Beijing Academy of Artificial Intelligence (BAAI): Wu Dao 2.0
Wu Dao 2.0, built by the China government-backed Beijing Academy of Artificial Intelligence (BAAI), is the latest and most extensive language model. It is built on 1.75 trillion parameters, easily surpassing GPT-3 or Google’s Switch Transformer. Wu Dao 2.0 covers English and Chinese with training done by studying 4.9 terabytes of texts and images in both languages. The model’s abilities include simulating conversational speech, writing poetry, understanding pictures, and generating recipes.
AI2: Macaw
AI2’s Macaw is a QA model based on a multi-angle approach, leveraging different inputs and outputs to achieve the results. Trained on 11 billion parameters, the model can successfully tackle various question types, including general knowledge, meta reasoning, hypothetical, and story understanding. Despite its lesser parameters, AI2 claims Macaw outperformed GPT-3 by over 10% on a suite of 300 challenge questions.
DeepMind: Gopher
DeepMind introduced their competitor to GPT-3, Gopher, a 280 billion parameter transformer language model. The team claims that Gopher almost halves the accuracy gap from GPT-3 to human expert performance and exceeds forecaster expectations. Furthermore, Gopher lifts performance over current state-of-the-art language models across roughly 81% of tasks containing comparable results.
AI21: Jurassic-1
AI21’s Jurassic-1 is claimed to be ‘the largest and most sophisticated language model ever released for general use by developers.’ Trained on 178 billion parameters, it is slightly bigger than GPT-3 and can recognise 250,000 lexical items, making its capacity 5x that of the other language models. Jurassic-1’s training dataset, Jumbo, consisted of 300 billion tokens from English-language websites.
Huawei: PanGu Alpha
Designed by Chinese company Huawei, PanGu Alpha is a 750-gigabyte model containing 200 billion parameters. The company has touted it as China’s equivalent of GPT-3 since it can deal with tasks in English and Chinese. It was trained on 1.1 terabytes of Chinese language ebooks, encyclopedias, news, social media posts, and websites and is claimed to achieve “superior” performance in Chinese-language tasks. For example, it can summarise text, answer questions and generate dialogue.

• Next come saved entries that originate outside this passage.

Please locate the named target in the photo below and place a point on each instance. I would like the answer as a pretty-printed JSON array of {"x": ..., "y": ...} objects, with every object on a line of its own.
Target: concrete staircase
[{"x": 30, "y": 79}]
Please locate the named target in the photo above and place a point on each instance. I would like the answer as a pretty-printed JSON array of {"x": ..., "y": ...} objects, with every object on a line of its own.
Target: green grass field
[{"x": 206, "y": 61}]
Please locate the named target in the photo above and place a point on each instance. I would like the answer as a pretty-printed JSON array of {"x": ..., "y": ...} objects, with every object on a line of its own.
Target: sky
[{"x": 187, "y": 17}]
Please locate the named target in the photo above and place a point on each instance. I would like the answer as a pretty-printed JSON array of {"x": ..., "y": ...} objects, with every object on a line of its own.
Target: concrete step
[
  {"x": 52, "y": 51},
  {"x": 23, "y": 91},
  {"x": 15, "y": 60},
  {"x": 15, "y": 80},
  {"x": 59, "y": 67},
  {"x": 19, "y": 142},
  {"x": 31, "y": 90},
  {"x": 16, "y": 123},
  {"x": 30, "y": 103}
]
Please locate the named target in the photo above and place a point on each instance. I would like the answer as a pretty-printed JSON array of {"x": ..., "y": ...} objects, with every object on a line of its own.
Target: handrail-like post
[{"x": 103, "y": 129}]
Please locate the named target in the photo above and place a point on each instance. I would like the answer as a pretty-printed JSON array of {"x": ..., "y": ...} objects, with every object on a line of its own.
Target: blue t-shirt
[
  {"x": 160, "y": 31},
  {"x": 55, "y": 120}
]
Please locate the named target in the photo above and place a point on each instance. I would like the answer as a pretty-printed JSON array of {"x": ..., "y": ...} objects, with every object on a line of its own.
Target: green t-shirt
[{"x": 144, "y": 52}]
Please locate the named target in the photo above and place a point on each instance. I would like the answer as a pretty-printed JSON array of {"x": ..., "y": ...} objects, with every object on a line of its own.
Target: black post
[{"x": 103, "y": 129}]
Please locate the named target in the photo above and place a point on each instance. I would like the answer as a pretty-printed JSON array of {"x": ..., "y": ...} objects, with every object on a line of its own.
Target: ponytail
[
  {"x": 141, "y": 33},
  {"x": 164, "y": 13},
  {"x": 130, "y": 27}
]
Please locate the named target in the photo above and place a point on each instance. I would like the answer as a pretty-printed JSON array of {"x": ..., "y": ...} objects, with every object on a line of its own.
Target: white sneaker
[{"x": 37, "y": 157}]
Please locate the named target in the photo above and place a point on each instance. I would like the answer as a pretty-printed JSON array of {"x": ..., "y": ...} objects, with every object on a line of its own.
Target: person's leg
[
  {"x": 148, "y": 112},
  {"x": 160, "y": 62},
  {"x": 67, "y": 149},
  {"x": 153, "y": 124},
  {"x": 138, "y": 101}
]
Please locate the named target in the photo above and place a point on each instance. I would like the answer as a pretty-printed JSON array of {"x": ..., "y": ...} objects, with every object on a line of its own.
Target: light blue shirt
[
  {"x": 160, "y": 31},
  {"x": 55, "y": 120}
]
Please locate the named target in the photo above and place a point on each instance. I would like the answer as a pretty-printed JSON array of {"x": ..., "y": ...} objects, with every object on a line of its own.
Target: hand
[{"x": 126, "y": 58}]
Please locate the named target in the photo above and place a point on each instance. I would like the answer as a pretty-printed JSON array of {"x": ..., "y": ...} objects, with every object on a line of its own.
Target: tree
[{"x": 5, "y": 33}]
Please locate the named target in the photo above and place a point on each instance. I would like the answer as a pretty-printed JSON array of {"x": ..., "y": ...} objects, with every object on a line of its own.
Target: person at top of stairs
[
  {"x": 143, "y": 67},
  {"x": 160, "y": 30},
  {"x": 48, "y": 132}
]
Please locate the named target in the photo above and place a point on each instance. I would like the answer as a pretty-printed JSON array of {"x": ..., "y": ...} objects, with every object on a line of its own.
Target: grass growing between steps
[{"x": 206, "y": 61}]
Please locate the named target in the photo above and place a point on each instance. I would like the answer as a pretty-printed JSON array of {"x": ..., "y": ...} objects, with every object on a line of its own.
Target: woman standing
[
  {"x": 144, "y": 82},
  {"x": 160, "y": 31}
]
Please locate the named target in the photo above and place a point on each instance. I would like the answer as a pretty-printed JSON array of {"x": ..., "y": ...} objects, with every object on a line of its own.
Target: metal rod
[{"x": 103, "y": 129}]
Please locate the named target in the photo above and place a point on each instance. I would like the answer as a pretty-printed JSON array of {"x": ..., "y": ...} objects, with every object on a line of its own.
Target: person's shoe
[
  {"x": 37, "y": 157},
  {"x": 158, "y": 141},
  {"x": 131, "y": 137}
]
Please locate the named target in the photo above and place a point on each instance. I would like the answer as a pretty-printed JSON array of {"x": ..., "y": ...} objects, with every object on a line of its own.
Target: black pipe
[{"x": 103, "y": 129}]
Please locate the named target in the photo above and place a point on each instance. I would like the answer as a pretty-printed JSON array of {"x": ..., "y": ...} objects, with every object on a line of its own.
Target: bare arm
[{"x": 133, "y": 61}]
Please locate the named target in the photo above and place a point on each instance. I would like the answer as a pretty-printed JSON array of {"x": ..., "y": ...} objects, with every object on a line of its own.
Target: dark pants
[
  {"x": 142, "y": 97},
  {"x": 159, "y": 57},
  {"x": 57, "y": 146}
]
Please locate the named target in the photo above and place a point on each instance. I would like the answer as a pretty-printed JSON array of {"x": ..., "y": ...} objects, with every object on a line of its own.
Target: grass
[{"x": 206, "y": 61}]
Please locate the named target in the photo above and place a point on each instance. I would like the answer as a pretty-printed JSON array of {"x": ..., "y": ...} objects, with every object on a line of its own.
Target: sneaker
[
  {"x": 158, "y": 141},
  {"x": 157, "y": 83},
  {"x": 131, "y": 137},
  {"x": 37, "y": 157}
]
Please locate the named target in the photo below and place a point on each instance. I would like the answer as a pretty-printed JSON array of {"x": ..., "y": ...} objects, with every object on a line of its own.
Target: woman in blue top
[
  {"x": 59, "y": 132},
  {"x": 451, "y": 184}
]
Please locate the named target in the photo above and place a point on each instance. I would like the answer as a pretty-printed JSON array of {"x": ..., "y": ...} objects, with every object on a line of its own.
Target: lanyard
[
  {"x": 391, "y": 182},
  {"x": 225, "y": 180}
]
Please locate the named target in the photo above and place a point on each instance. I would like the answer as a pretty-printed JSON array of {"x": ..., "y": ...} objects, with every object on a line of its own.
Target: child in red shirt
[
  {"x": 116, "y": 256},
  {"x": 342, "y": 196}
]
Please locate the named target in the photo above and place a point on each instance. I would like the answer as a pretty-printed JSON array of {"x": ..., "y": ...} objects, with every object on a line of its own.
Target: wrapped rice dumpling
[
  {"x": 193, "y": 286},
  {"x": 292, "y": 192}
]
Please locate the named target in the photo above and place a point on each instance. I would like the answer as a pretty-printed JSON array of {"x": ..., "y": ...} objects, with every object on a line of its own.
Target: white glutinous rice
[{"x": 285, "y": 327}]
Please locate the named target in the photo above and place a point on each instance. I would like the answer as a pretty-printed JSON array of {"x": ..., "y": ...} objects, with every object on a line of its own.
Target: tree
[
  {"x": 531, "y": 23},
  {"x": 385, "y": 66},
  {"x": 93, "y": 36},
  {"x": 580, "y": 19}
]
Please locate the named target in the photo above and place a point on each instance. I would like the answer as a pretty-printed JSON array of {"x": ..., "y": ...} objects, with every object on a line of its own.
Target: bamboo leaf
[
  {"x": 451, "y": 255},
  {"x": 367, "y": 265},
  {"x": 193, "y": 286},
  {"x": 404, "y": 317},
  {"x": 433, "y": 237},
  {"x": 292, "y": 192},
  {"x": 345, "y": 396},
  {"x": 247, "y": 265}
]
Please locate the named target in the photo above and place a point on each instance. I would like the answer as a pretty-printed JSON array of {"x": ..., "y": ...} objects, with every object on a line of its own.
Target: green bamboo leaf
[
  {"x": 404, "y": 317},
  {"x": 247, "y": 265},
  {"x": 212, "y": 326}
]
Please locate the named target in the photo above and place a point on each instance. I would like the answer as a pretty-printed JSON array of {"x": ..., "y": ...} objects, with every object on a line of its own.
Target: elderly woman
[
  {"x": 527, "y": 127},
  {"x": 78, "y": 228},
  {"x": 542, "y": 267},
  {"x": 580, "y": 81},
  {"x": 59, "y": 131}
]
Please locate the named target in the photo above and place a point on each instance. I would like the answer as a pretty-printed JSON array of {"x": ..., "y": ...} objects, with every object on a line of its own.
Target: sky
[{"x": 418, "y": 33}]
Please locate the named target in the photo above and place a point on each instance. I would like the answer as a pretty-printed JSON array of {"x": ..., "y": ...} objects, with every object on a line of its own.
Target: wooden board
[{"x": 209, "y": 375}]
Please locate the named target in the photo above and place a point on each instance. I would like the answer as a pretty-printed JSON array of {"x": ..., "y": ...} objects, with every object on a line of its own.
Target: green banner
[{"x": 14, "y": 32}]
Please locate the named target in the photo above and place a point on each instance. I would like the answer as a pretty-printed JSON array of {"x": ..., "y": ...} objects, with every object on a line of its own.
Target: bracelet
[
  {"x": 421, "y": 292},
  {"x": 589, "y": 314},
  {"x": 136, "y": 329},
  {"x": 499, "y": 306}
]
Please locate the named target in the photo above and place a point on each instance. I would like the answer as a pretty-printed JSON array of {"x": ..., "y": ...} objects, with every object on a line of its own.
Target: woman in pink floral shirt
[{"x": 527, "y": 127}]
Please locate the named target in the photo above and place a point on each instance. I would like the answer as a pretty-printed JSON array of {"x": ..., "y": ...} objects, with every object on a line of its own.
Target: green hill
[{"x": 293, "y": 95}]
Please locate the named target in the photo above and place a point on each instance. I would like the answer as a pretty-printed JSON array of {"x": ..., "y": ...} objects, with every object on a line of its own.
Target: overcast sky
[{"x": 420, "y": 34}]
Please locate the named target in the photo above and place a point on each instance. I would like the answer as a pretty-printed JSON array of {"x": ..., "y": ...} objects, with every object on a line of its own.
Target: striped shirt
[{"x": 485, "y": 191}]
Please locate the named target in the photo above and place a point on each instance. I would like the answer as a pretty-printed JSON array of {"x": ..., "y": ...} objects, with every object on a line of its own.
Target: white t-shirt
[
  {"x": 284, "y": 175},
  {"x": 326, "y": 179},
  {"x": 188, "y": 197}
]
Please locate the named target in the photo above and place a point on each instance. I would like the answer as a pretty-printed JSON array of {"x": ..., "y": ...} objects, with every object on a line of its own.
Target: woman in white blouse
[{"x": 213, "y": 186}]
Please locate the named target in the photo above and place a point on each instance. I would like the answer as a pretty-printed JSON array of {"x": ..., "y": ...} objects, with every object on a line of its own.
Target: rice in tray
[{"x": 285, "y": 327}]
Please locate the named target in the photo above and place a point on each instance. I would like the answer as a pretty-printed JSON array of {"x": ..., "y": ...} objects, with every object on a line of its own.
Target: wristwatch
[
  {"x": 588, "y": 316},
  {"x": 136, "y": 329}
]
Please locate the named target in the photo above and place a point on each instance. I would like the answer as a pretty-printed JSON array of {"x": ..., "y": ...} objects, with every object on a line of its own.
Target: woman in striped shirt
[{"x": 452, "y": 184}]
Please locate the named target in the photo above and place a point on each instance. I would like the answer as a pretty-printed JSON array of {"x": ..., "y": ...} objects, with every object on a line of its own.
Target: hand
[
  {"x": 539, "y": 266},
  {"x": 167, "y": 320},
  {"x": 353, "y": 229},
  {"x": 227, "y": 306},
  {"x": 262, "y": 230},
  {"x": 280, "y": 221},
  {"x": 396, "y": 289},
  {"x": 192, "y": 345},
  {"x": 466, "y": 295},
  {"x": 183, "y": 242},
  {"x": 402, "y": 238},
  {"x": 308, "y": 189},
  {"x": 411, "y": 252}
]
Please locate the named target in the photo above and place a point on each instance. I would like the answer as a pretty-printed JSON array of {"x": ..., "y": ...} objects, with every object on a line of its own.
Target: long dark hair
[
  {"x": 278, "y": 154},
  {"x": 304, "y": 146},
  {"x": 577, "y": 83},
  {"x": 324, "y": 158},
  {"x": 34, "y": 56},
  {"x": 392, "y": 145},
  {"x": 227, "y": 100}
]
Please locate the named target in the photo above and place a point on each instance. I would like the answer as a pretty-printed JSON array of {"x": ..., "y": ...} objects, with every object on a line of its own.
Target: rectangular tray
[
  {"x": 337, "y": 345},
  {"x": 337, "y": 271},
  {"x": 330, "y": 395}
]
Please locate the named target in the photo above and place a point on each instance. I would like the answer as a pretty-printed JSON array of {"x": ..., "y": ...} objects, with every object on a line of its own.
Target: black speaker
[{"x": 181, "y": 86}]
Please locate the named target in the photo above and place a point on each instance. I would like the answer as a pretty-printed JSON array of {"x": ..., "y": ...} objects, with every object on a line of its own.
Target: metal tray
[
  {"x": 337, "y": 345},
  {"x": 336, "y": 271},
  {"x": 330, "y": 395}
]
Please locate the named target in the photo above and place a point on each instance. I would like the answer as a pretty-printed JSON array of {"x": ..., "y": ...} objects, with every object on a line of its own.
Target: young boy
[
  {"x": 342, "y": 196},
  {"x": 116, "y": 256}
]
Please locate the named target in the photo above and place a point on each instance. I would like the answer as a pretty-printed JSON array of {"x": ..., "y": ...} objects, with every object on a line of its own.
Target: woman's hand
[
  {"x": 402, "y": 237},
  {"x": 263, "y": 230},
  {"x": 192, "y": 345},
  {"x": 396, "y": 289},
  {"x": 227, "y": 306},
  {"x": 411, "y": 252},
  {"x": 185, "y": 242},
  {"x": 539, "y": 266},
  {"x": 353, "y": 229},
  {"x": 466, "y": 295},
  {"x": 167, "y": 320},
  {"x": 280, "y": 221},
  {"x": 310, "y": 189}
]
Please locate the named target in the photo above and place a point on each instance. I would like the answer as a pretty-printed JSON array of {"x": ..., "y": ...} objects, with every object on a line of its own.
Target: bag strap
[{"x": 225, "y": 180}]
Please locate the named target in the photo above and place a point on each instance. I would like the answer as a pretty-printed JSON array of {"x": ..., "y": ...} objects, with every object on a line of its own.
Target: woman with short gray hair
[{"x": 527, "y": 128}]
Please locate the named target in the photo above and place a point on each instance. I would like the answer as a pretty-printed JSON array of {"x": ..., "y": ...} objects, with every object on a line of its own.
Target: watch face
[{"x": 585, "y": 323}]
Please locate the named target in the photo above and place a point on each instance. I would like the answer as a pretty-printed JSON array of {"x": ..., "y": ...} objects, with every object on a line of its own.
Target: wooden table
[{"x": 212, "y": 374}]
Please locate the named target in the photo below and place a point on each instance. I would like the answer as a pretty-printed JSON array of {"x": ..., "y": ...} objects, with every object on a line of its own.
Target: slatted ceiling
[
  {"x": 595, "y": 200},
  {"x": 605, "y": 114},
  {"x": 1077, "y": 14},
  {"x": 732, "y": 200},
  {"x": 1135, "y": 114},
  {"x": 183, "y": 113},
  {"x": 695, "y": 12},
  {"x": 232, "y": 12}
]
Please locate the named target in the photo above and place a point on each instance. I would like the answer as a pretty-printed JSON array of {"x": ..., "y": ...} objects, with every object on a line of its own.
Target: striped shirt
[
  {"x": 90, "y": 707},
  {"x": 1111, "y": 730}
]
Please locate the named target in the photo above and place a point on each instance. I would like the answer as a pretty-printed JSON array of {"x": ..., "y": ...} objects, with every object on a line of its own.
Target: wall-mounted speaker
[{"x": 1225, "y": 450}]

Microsoft + NVIDIA: Megatron-Turing NLG 530B
Microsoft and NVIDIA have collaborated to train one of the largest, monolithic transformer-based language models, Megatron-Turing NLG (MT-NLG), with 530 billion parameters. The companies claim to have established state-of-the-art results, alongside SOTA accuracies in natural language processing (NLP), by adapting to downstream tasks via few-shot, zero-shot, and fine-tuning techniques. In addition, it has 3x the number of parameters compared to the existing largest models.
Baidu: ERNIE 3.0 Titan
Built by Baidu and Peng Cheng Laboratory, a Shenzhen-based scientific research institution, ERNIE 3.0 Titan is a pre-training language model with 260 billion parameters. The model was trained on tons of unstructured data and a huge knowledge graph, allowing it to excel at natural language understanding and generation. Baidu claims the model to be the world’s first knowledge enhanced multi-hundred billion parameter model and largest Chinese singleton model. Their results proved the model could obtain state-of-the-art results in more than 60 natural language processing tasks and generalise across various downstream tasks (given a limited amount of labelled data).
LG: Exaone
Introduced by LG, Exaone can tune 300 billion different parameters or variables. Exaone, standing for “expert AI for everyone” can process the data through efficiency and advanced language skills made available to the system. LG AI Research has also trained the language model to curate, ingest and interpret massive datasets. In addition, it has a more advanced natural language processing to reach a “human-like” language performance. A unique point about Exaone is that it has been trained to perform both in Korean and English. Due to this, it has the potential for wider adoption globally.